Играл, под волнами призрачного ветра, прозрачный плащ. И глаза его были неопределённого цвета. То они казались небесно-голубыми, то изумрудными, то мерцали искрами янтаря, а иногда превращались в чёрные бездонные колодцы, через которые глядела на тебя Преисподняя.
Несмотря на победоносную вечную молодость, веяло от него немыслимой древностью, как от заросшей землёю и травой архаичной статуи на развалинах древнего святилища; казалось — рядом стоял живой ископаемый ящер. А в чёрных блестящих кудрях дразнил контрастом свежий венок узорчатого сельдерея.
Молодость!
Сила…
Гермес.
— Что это? — спросил я, кивая на обожжённый очаг.

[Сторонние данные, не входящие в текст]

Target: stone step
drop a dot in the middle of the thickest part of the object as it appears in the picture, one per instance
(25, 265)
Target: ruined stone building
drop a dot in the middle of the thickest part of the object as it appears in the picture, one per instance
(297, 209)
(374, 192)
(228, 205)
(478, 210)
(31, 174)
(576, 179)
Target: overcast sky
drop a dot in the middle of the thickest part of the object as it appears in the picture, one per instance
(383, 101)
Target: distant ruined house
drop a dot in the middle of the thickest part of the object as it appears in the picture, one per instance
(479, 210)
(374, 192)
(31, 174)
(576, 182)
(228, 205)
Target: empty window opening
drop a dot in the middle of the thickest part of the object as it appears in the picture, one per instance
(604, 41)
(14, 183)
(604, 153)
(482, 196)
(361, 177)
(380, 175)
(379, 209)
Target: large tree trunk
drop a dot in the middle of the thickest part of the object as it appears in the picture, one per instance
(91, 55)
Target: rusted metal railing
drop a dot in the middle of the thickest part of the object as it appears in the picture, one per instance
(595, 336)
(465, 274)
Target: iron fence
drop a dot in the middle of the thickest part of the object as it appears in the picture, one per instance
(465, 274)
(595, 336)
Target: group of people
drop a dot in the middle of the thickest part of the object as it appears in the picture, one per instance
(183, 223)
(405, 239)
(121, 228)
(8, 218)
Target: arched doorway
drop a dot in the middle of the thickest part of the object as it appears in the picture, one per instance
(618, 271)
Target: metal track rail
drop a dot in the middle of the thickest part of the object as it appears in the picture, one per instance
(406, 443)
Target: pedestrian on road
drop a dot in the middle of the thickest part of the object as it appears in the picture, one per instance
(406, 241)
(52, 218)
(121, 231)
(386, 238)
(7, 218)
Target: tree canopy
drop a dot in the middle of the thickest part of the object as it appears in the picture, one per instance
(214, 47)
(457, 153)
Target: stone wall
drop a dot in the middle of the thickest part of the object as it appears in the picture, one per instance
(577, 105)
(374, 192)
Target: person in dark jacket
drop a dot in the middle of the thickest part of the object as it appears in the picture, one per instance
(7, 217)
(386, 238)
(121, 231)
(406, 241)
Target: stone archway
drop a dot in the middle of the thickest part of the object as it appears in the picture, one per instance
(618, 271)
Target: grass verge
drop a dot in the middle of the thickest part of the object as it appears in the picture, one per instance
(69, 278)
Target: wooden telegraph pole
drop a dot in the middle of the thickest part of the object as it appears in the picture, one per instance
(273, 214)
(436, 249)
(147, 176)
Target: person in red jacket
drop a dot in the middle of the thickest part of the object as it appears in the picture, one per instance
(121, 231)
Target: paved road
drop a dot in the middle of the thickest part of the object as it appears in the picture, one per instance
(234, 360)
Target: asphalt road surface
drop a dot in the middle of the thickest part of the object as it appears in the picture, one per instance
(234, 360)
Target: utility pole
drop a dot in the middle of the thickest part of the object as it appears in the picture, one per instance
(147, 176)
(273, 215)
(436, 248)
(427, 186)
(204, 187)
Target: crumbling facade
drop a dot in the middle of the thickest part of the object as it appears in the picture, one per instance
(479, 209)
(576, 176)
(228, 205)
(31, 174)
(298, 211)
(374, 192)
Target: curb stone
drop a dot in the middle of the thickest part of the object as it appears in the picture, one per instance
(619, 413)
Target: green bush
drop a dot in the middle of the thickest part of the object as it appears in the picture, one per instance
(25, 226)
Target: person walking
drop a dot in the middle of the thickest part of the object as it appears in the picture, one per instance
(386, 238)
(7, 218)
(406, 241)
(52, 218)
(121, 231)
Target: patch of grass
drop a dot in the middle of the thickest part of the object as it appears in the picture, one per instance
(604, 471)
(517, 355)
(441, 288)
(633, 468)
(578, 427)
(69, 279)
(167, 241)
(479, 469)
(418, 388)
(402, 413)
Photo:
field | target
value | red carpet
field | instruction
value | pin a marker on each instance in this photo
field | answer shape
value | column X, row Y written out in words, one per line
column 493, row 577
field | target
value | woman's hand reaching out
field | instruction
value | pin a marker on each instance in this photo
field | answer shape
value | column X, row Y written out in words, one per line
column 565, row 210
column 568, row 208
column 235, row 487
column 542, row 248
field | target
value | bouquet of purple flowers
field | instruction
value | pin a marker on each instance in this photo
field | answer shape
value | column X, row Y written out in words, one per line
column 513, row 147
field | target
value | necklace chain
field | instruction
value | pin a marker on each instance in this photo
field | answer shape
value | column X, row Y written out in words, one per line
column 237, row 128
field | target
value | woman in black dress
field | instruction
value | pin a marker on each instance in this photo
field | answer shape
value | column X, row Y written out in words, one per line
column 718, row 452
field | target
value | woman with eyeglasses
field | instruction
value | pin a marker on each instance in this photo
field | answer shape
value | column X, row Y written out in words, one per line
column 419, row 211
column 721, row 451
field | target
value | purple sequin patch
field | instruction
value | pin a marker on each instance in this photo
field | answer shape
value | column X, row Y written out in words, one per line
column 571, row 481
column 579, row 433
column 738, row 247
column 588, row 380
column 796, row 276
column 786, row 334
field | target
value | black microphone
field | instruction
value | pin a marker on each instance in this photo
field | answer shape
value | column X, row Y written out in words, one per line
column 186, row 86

— Это ваш погребальный костёр. Видите кости? Это ваши кости.
— Как это может быть? — крикнул я в ужасе.
— Вы помните, как в прошлом мае жгли рукописи в саду?
И вспомнил я, вспомнил, как почудились мне тогда — выжженная солнцем долина и блеск песчинок, и кострище с полусожжённым трупом.
— Не медлите. Возьмите амфору с вином и омывайте прах.
Онемевшими руками я достал из пустой амфоры кусок холста, расстелил его на земле, потом взял амфору с алым вином и стал омывать кости и складывать их на ткань.
Когда всё было собрано, я вылил остатки вина, бросил амфору в угли, завернул холст и опустил кости в урну, — в пустой кувшин.
— Возьмите глиняную крышку и плотно закройте.
Я выполнил приказание.
— Берите прах. Подойдите ко мне. Держите руку.
Взмах кадуцея.
Снова серый поток — полёт вне времени.
Как бы мгновенная потеря сознания.
Я очнулся от холода. Вокруг был ледяной мрак. Призрачный свет, размытый, как в утренние сумерки, рассеивал мглу.